Paid Advertising
Lead Aggregator
A marketplace like Angi, HomeAdvisor, or Thumbtack that sells homeowner leads — usually the same lead to several contractors at once.
Definition
A lead aggregator is a platform that collects homeowner project requests and sells them to contractors, typically as "shared leads" — the same inquiry resold to multiple businesses simultaneously. You pay per lead whether or not you ever win the job.
In depth
The model is simple: the aggregator spends on its own SEO and paid search to rank for terms like "plumber near me," captures the homeowner's request, then sells that contact to several contractors at once. You're billed a cost per lead the moment the lead is delivered, not when you book the job. Because it's a shared lead, you're in a footrace — and often a price war — with everyone else who bought the same name.

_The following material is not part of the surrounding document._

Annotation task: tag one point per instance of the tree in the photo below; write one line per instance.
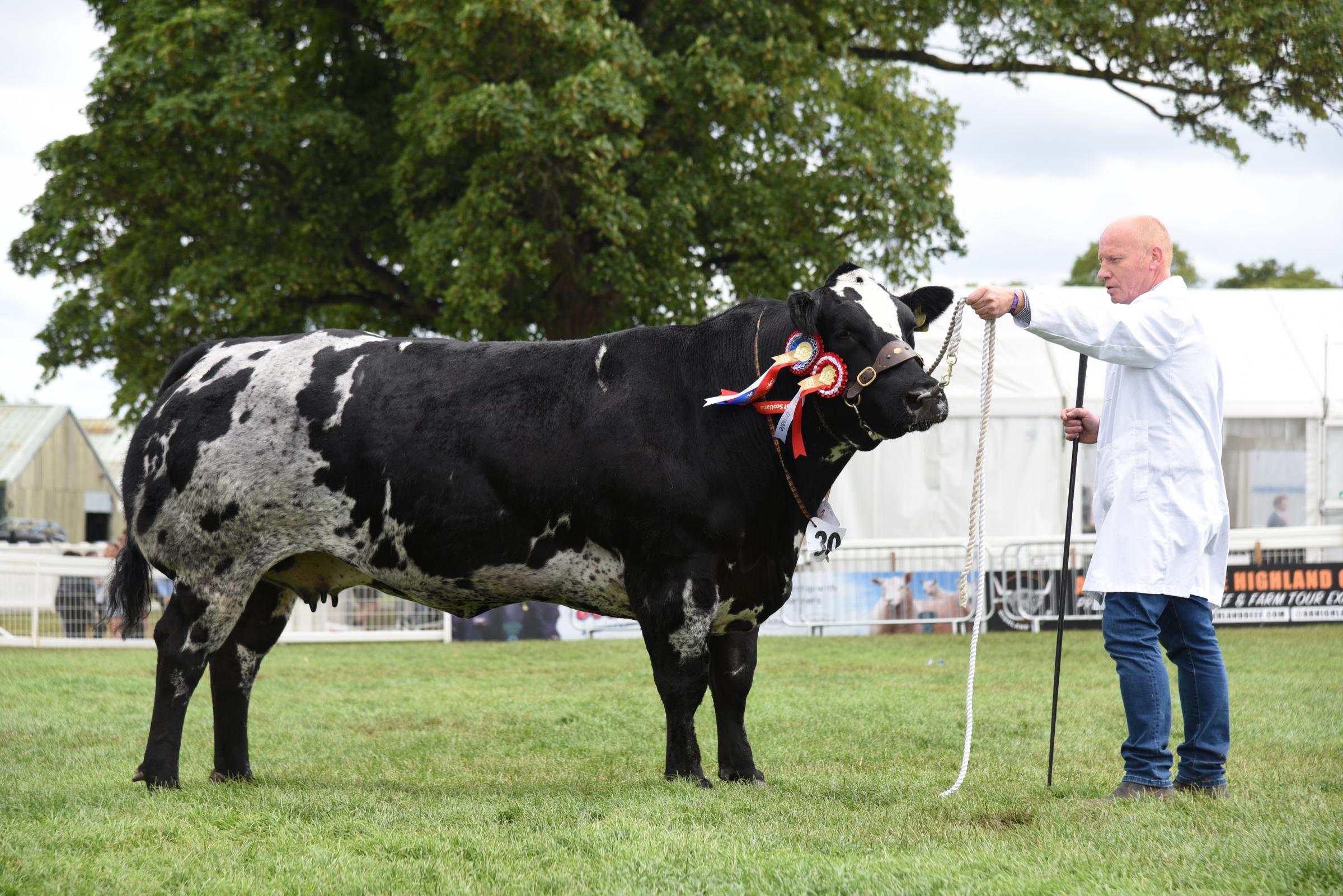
(1270, 274)
(554, 168)
(1088, 265)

For a contractor, that shapes the economics in ways that hurt. Close rates on shared leads tend to be low because the homeowner is fielding four callbacks and shopping on price, which inflates your real cost per acquisition well above the sticker cost per lead. The deeper problem is ownership: the relationship, the reviews, and the first-party data all live with the platform, not your brand — you're renting access, not building an asset.

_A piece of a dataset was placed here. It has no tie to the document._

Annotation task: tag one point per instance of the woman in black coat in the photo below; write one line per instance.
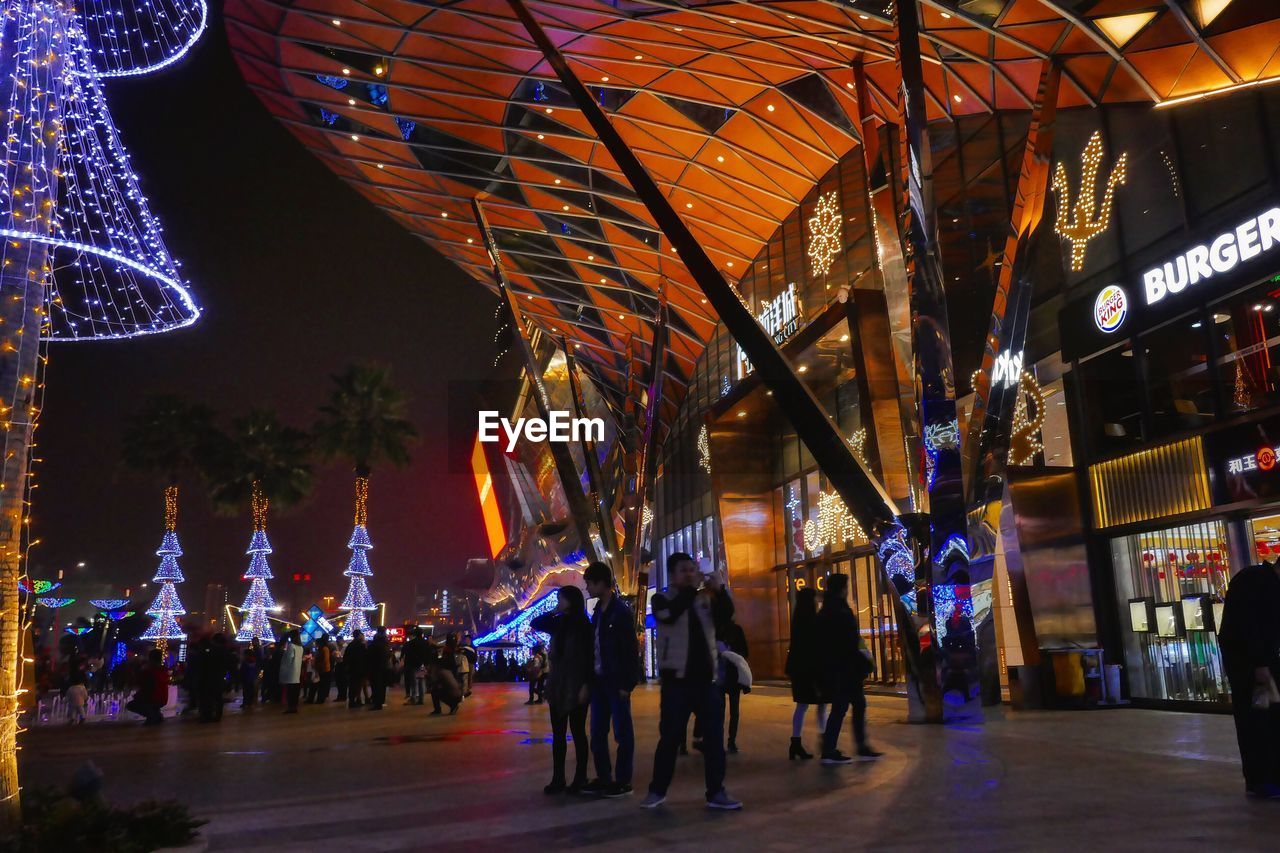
(803, 669)
(571, 666)
(844, 669)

We're honest that aggregators do produce volume and can work as a stopgap. But our model is the opposite by design: exclusive, booked consultations that belong to you, generated by your own campaigns and feeding your own CRM. Instead of buying a name four other contractors are already calling, you own the lead, the data, and the relationship — which is what compounds into a predictable pipeline.
Worked example
A remodeler buys shared leads at $35 each, but with four contractors chasing every name, only 1 in 12 closes — pushing real cost per job past $400.